Effect of Strengthening Rupee and Inflation on Textiles

During the very first week of the New Year 2010, the Indian Rupee touched a brand new high contrary to the US Dollar to reach 46.22 per Dollar.

Although this was a good New Year greeting from the Rupee to importers in India, it may not have pleased the exporter so much. Since then your Rupee has been hovering consistently around 46.2 Rs. values and in the recent weeks, it’s appreciated overall. You may check the most recent conversion rate here.

In this article, we will concentrate on the Indian textile exporters. Hardly anyone understands the variation in foreign exchange rates better compared to Indian textile exporting community as their bottom lines routinely depend with this factor. With globalization and Jute mat Manufacturer opening of global textile markets under the World Trade Organization, this variation has been affecting their businesses more often than ever before.

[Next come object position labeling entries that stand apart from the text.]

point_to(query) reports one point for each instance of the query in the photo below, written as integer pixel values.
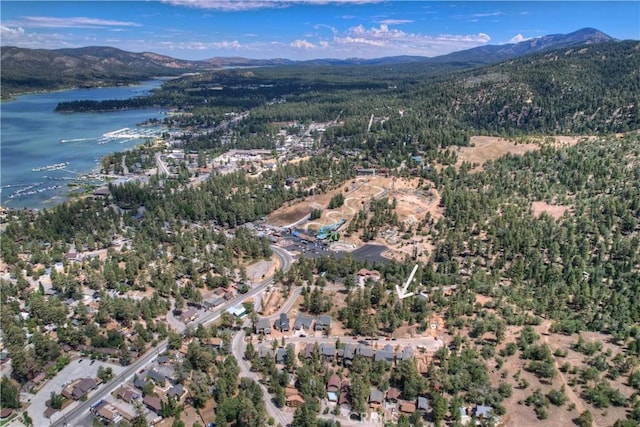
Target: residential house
(407, 353)
(344, 399)
(212, 303)
(157, 377)
(364, 275)
(365, 351)
(107, 412)
(407, 408)
(308, 350)
(333, 388)
(127, 394)
(384, 355)
(79, 388)
(323, 323)
(424, 404)
(281, 356)
(464, 416)
(189, 316)
(264, 351)
(177, 391)
(303, 322)
(328, 351)
(283, 323)
(293, 398)
(484, 412)
(348, 353)
(393, 394)
(139, 382)
(376, 398)
(153, 403)
(263, 326)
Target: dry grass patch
(555, 211)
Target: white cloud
(518, 38)
(302, 44)
(11, 32)
(484, 15)
(73, 22)
(395, 21)
(240, 5)
(397, 42)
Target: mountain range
(28, 70)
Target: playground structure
(329, 232)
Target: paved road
(74, 414)
(238, 347)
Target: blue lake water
(32, 134)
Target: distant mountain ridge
(28, 70)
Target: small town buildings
(323, 323)
(333, 388)
(79, 388)
(393, 394)
(127, 394)
(424, 404)
(376, 398)
(303, 322)
(157, 377)
(189, 316)
(153, 404)
(178, 391)
(328, 351)
(283, 323)
(263, 326)
(293, 398)
(407, 407)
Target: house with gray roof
(263, 326)
(407, 353)
(328, 351)
(483, 411)
(384, 355)
(283, 323)
(281, 355)
(303, 321)
(323, 323)
(264, 351)
(348, 353)
(176, 391)
(364, 351)
(376, 397)
(157, 377)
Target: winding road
(75, 412)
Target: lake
(42, 152)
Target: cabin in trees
(323, 323)
(153, 404)
(283, 323)
(189, 315)
(263, 326)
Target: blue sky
(302, 29)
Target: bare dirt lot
(555, 211)
(413, 205)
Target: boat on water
(56, 166)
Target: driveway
(79, 368)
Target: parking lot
(79, 368)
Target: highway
(76, 411)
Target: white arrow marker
(402, 292)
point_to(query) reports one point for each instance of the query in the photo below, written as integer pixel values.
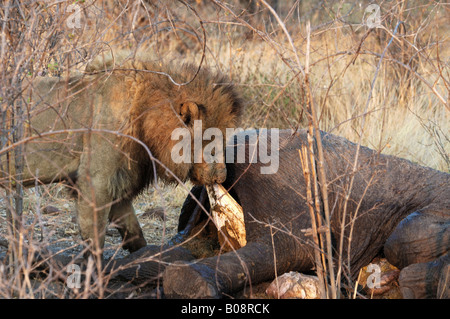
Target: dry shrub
(406, 115)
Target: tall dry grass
(407, 114)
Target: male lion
(89, 130)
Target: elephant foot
(134, 244)
(190, 281)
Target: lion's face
(186, 126)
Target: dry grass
(408, 114)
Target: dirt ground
(49, 218)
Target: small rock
(50, 210)
(156, 212)
(294, 285)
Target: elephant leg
(123, 216)
(420, 237)
(426, 280)
(420, 247)
(224, 274)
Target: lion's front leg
(93, 207)
(123, 216)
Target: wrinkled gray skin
(404, 211)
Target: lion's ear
(189, 112)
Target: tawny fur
(100, 115)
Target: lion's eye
(187, 119)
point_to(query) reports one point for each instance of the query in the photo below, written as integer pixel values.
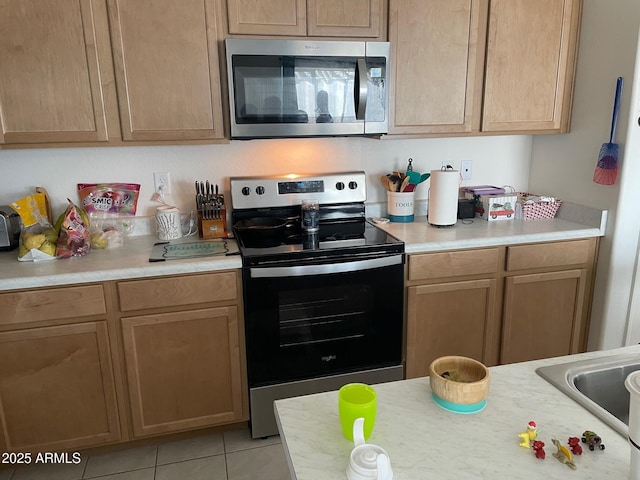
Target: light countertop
(572, 222)
(132, 259)
(426, 442)
(129, 261)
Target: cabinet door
(267, 17)
(437, 50)
(531, 56)
(166, 64)
(56, 72)
(56, 388)
(183, 369)
(337, 18)
(449, 319)
(542, 315)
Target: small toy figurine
(538, 448)
(592, 440)
(574, 443)
(563, 455)
(528, 436)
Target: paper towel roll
(443, 197)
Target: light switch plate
(466, 169)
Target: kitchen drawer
(51, 304)
(544, 255)
(177, 291)
(428, 266)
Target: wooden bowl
(459, 380)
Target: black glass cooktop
(328, 245)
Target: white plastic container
(632, 383)
(367, 461)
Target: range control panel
(284, 190)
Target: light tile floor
(226, 456)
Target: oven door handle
(326, 269)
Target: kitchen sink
(597, 385)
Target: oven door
(317, 320)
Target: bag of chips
(111, 198)
(38, 237)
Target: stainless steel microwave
(306, 88)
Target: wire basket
(538, 210)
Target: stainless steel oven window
(311, 316)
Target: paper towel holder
(443, 197)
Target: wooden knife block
(213, 228)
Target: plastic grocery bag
(74, 239)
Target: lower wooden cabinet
(542, 315)
(183, 369)
(501, 305)
(448, 318)
(57, 388)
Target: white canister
(168, 224)
(632, 383)
(400, 206)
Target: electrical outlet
(466, 169)
(162, 183)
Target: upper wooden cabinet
(166, 66)
(315, 18)
(531, 57)
(437, 49)
(474, 66)
(56, 79)
(116, 71)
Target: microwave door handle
(360, 89)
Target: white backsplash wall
(496, 160)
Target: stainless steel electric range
(322, 307)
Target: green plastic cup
(357, 400)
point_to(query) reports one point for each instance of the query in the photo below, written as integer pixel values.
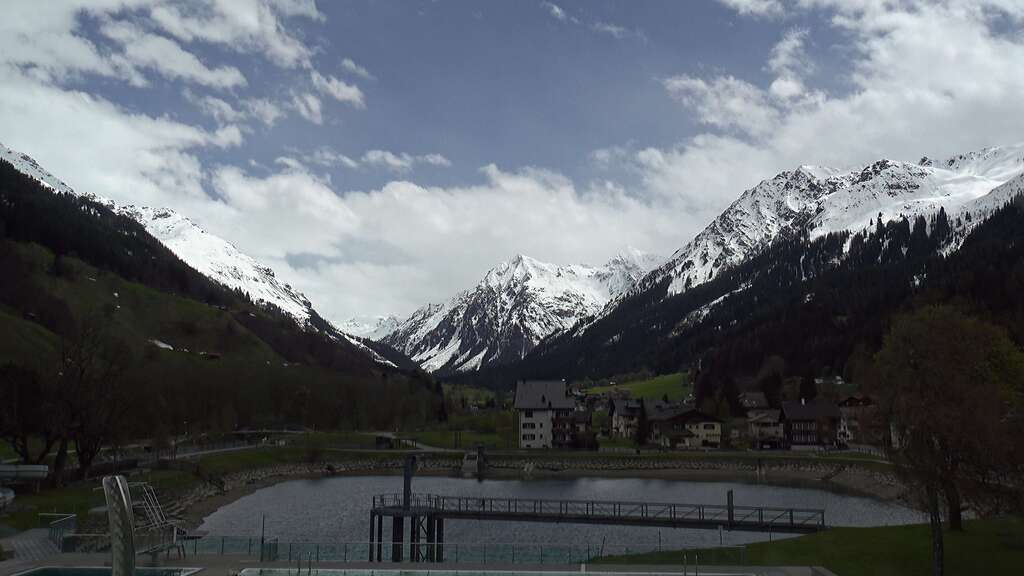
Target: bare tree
(948, 384)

In the recent time also, the appreciation of the rupee contrary to the USD, a currency widely found in trade out of this area of the world, has hurt the textile exporters. In accordance with Apparel Export Promotion Council, the adverse effect on margin has been in the range of 8 to 10%.

The variation in trade rate that adversely affects the textile manufacturers’ profits might be due to seeming unrelated factors such as for example increase or decrease in capital inflows in the form or Foreign Direct Investment or Foreign Portfolio Investments or RBI intervention while the case may be.

The woes of the exporters aren’t limited by the rise of Rupee contrary to the USD. Domestic inflation and rising raw material prices exert further strain on already dwindling profits. As an example, there is a rise in cotton prices globally making the procurement of top quality raw material, expensive.